After being together for almost 12 years, my baby girl and I have history now. Here are a few lessons I’ve learned about being a mom.
- I am the thermostat for my house. If I have a funky attitude, everyone else will too. I try and start the day calm and pleasant because it sets the stage on how everyone else’s day will go. This means doing things like gathering clothes, deciding on breakfast and packing backpacks as much as possible the night before to avoid frantically searching for things the next morning when we are trying to get out of the house. This cuts down on me getting frustrated and yelling and screaming, which leads to my daughter starting the day upset.
- Our home is a safe place. The world beats up on people enough. I strongly believe when you walk through the doors of your home, you should feel valued and loved. You should feel free to be you. Your home should be a reflection of heaven, not hell. No one wants to hear they aren’t good enough or how stupid they are. Within the walls of your house you should be built up, not torn down.
- Meals don’t matter. How many meals do you actually remember growing up? My guess is you probably only remember the really good ones or the really bad ones. In the grand scheme of life, what you serve for a meal isn’t nearly as important as you spending time together. The fellowship is more important than the food.
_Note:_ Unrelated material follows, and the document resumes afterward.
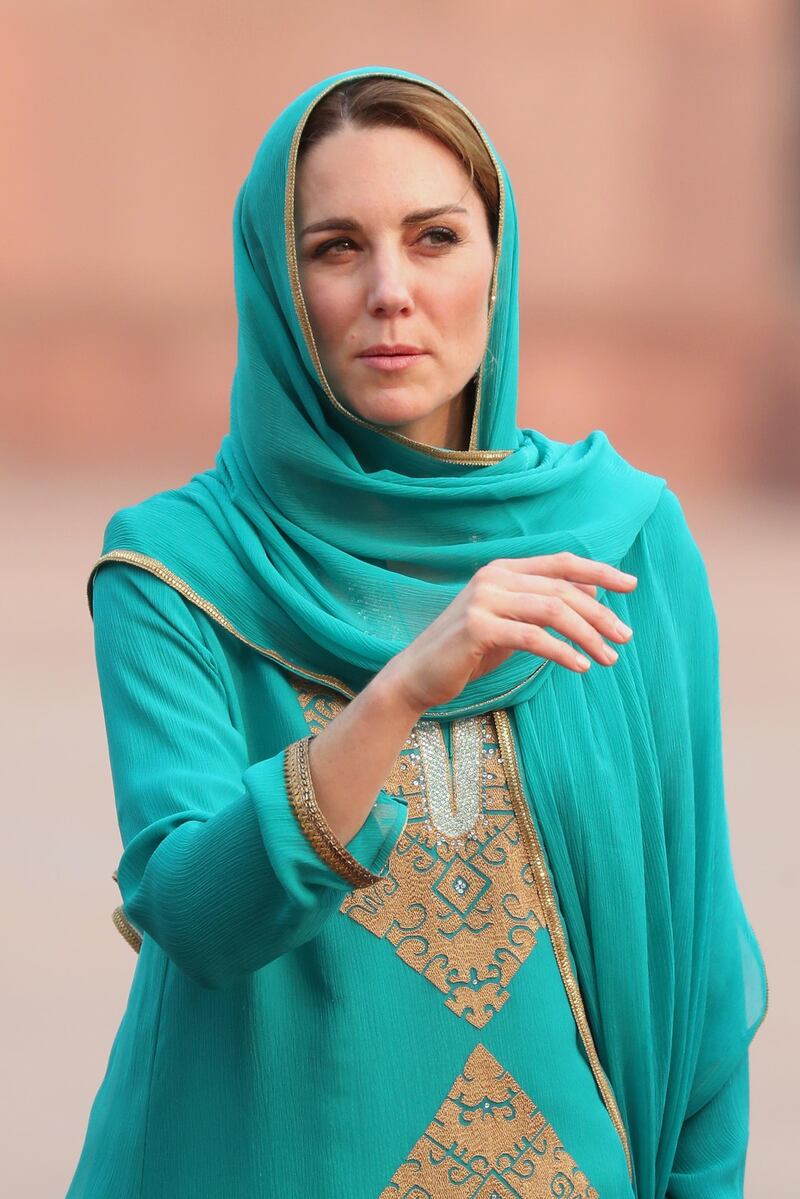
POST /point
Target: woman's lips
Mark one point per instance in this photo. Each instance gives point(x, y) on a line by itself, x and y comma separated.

- Honesty is the best policy. I don’t lie to my daughter. If she is wrong, I tell her. If she is about to walk out of the house looking crazy, I tell her. Topics that make me uncomfortable, I discuss anyway. I don’t want her getting the street version of things or trying to figure out sex or relationships through conversations with her equally unknowledgeable friends. I am determined she is not going to be one of those people who you look at and say, “Now, why didn’t that child’s momma tell her…”
- Love is a verb. Even though I tell my daughter every day that I love her, it is more important that I show her. That means sometimes putting down my phone or laptop to listen to her chatter about what to some may seem like silly things. It means laughing with her and sharing secrets. It means bragging about her to others when she can overhear. It means protecting her and listening. Is showing her love always convenient or fun? No. Is it always worth it? Yes.
At the end of the day, I’ve learned my presence means more to her than presents ever will. What lessons have you learned about being a mom?